Esta vez mi hermana le leyó sólo una página; su voz desfallecía. Nabó le cogió una mano y le dijo con voz emocionada:

—En el hombre justo, el alma es tan blanca y limpia como la tiza, y la del pecador es negra como el hollín de la chimenea. Es preciso vivir conforme a los santos libros, trabajando, y rechazar los vanos placeres de la vida. Aquel que vive engañando y sin trabajar será castigado por Dios Todopoderoso. ¡Desgraciados los ricos, los injustos, los usureros! Ellos no entrarán jamás en el reino de los cielos. Porque la herrumbre destruye el hierro...

—¡Y la mentira destruye el alma!—terminó, riendo, mi hermana, la frase favorita de Nabo.

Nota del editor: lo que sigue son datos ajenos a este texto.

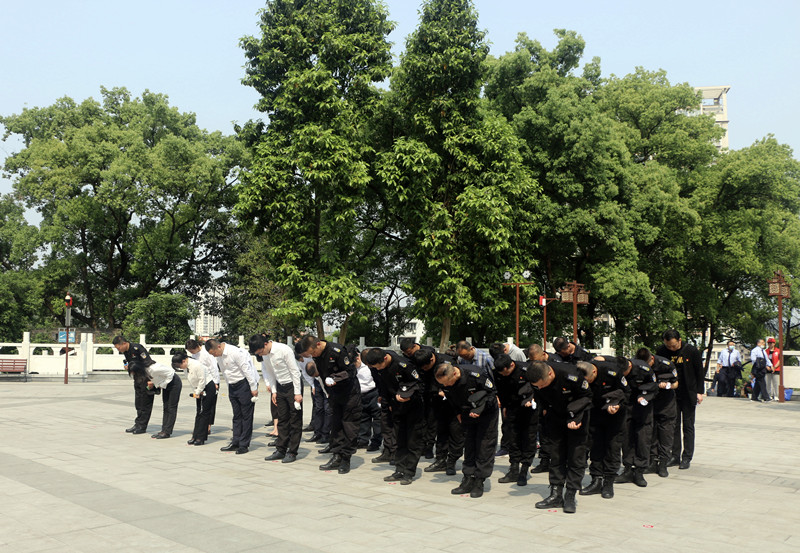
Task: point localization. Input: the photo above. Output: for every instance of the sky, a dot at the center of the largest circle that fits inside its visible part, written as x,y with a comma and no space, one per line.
189,50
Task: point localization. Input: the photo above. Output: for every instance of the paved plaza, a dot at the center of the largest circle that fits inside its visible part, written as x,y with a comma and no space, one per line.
71,480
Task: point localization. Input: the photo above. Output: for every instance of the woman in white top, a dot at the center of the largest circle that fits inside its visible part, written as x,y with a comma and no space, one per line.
163,377
204,391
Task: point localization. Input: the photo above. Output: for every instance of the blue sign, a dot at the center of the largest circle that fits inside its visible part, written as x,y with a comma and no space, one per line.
62,336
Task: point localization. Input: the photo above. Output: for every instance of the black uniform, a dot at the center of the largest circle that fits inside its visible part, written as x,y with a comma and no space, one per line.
344,398
639,419
567,399
520,423
610,387
689,365
143,397
475,393
402,378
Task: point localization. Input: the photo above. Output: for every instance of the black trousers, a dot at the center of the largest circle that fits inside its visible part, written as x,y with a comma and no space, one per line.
370,429
409,422
480,442
520,426
243,410
171,395
290,420
568,452
143,401
345,421
206,407
638,435
665,411
684,421
606,431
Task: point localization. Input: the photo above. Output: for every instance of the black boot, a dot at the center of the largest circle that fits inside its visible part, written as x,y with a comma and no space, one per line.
440,465
334,463
554,500
608,488
543,466
477,488
570,505
594,487
465,487
626,477
511,476
638,478
522,479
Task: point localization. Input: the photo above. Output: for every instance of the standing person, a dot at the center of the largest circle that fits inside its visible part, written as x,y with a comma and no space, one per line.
773,376
449,432
198,353
729,363
567,398
472,393
162,377
143,397
689,365
203,390
405,395
282,376
344,395
236,366
761,366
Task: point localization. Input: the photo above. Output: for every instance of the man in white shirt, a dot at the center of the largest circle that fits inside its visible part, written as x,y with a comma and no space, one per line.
282,375
237,368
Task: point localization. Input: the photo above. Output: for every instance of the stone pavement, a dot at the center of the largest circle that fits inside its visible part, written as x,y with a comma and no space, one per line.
72,480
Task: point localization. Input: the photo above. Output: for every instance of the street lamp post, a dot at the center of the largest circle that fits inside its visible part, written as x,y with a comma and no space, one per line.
573,293
525,275
781,289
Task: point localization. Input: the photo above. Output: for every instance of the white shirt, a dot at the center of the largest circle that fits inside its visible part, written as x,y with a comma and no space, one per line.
237,365
209,361
160,375
279,365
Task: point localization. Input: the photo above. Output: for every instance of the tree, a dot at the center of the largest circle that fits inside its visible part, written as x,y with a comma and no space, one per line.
315,65
134,198
454,175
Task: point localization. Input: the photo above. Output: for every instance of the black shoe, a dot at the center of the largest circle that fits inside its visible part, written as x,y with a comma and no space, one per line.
570,504
543,466
673,462
334,463
511,476
608,488
477,488
440,465
522,479
465,487
554,500
384,457
594,487
626,477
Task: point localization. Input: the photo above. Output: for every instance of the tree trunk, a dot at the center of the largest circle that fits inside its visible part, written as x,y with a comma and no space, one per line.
445,341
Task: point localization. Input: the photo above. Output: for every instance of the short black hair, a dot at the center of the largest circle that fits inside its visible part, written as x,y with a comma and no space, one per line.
671,334
502,361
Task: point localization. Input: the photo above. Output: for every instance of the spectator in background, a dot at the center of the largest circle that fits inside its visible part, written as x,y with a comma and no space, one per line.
773,376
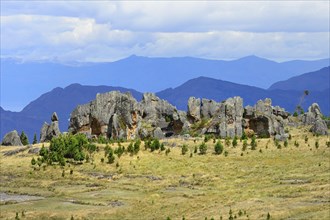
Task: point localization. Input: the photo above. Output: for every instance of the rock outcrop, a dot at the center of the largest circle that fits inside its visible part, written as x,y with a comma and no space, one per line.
226,117
314,117
118,115
265,120
12,139
49,131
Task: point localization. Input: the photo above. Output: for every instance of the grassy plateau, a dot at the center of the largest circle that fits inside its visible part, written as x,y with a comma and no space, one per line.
270,182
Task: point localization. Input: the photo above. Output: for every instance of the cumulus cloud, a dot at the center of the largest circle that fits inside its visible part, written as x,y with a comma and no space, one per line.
107,30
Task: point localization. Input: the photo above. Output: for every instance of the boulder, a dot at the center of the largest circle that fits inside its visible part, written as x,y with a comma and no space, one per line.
12,139
54,117
227,120
319,127
111,114
194,109
158,133
314,117
118,115
49,131
264,119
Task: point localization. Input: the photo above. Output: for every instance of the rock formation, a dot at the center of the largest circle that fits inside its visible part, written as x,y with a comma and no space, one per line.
118,115
12,139
226,117
314,117
265,120
49,131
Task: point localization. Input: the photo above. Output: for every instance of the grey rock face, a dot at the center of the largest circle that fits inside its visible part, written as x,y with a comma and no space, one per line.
119,115
54,117
227,120
112,114
12,139
265,120
194,109
49,131
158,133
314,117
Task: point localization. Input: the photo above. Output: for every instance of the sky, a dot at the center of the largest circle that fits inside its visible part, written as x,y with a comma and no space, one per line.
102,31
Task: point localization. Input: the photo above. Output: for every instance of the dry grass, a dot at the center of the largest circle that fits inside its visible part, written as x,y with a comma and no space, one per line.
289,183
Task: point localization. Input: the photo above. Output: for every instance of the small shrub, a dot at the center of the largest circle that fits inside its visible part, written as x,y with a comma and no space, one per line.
317,144
184,149
24,138
234,142
253,143
167,151
227,141
306,139
162,147
286,143
218,148
244,145
35,141
33,161
202,148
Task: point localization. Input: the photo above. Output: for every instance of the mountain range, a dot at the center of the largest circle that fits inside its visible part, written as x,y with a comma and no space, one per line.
287,94
141,73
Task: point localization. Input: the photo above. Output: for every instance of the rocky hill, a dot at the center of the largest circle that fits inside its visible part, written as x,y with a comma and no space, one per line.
313,81
117,115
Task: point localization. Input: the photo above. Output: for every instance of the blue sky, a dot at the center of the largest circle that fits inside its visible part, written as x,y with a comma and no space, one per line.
95,31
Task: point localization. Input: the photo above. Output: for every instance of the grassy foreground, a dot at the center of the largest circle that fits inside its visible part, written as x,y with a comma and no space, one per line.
288,183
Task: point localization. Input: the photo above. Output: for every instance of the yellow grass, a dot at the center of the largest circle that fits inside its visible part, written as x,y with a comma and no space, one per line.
288,183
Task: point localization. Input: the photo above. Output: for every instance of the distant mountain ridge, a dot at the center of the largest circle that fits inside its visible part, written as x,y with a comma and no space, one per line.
218,90
60,100
142,73
315,81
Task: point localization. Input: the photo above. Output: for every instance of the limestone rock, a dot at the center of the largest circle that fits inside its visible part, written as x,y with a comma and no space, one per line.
49,131
264,119
194,109
12,139
314,117
158,133
54,117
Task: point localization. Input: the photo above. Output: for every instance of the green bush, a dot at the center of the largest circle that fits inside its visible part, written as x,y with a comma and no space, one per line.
244,145
253,143
24,138
202,148
218,148
184,149
234,142
35,141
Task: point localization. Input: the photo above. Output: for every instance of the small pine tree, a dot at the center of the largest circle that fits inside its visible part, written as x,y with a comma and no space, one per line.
184,149
317,144
286,143
33,161
227,141
218,148
234,143
35,141
111,157
24,138
253,143
202,148
244,145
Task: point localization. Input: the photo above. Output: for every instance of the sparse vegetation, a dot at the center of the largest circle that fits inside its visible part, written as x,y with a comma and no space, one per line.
130,185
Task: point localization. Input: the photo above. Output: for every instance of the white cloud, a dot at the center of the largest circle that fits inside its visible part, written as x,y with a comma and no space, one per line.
106,30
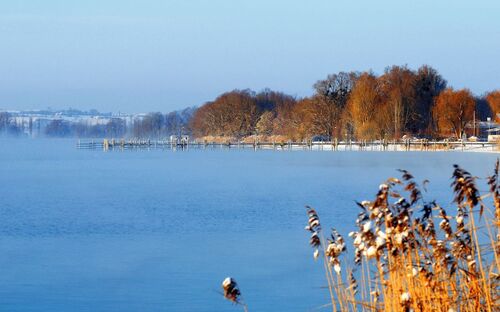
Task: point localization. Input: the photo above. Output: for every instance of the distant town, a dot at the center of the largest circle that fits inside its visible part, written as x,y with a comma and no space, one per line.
92,123
398,104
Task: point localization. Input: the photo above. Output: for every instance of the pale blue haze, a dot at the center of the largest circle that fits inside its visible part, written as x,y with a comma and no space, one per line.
159,55
159,230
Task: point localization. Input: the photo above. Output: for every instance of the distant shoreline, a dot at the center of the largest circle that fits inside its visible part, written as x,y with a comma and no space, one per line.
362,146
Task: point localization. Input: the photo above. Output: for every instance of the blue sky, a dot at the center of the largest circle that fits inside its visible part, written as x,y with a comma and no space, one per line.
161,55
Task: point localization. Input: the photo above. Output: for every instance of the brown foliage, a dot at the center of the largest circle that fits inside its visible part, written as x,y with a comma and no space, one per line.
493,99
453,111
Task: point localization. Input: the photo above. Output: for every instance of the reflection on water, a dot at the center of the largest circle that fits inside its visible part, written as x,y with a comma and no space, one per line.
159,230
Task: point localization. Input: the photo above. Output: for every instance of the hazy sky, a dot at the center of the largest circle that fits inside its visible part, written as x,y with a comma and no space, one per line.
160,55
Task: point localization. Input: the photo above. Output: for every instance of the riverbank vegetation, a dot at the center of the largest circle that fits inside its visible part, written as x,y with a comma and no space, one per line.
344,106
411,255
354,105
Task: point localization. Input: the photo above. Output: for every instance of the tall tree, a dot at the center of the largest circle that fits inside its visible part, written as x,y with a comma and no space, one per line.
428,84
366,107
399,83
453,111
493,99
329,101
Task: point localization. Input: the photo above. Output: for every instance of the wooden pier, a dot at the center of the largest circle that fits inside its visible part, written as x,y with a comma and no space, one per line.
383,145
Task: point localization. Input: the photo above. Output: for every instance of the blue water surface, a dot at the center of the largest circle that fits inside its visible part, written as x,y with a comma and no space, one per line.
158,230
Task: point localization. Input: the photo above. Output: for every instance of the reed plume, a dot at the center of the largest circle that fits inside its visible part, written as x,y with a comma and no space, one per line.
411,255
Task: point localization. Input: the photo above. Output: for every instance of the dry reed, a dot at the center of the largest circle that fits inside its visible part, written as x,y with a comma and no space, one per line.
411,255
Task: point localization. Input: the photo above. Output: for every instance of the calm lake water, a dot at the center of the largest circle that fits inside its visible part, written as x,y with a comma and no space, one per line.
159,230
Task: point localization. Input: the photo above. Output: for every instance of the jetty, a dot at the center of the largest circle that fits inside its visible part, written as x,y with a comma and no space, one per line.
335,145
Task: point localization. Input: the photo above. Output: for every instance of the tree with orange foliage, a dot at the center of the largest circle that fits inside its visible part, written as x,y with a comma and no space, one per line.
365,108
493,99
453,111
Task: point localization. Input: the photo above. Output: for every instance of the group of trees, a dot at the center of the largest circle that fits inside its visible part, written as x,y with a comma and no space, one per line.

Volví a leer la carta de Macha, y una sensación de dolor intenso invadió mi alma, como si yo presintiera algo fatal, inevitable y terriblemente triste.

En este instante entra en la cocina el soldado que nos llevaba siempre, dos veces por semana, de parte de un desconocido, pan blanco, te, azúcar y perdices olientes a perfumes finos. La persona caritativa que nos enviaba todo aquello sabía probablemente que yo no tenía trabajo y que vivíamos en una gran miseria.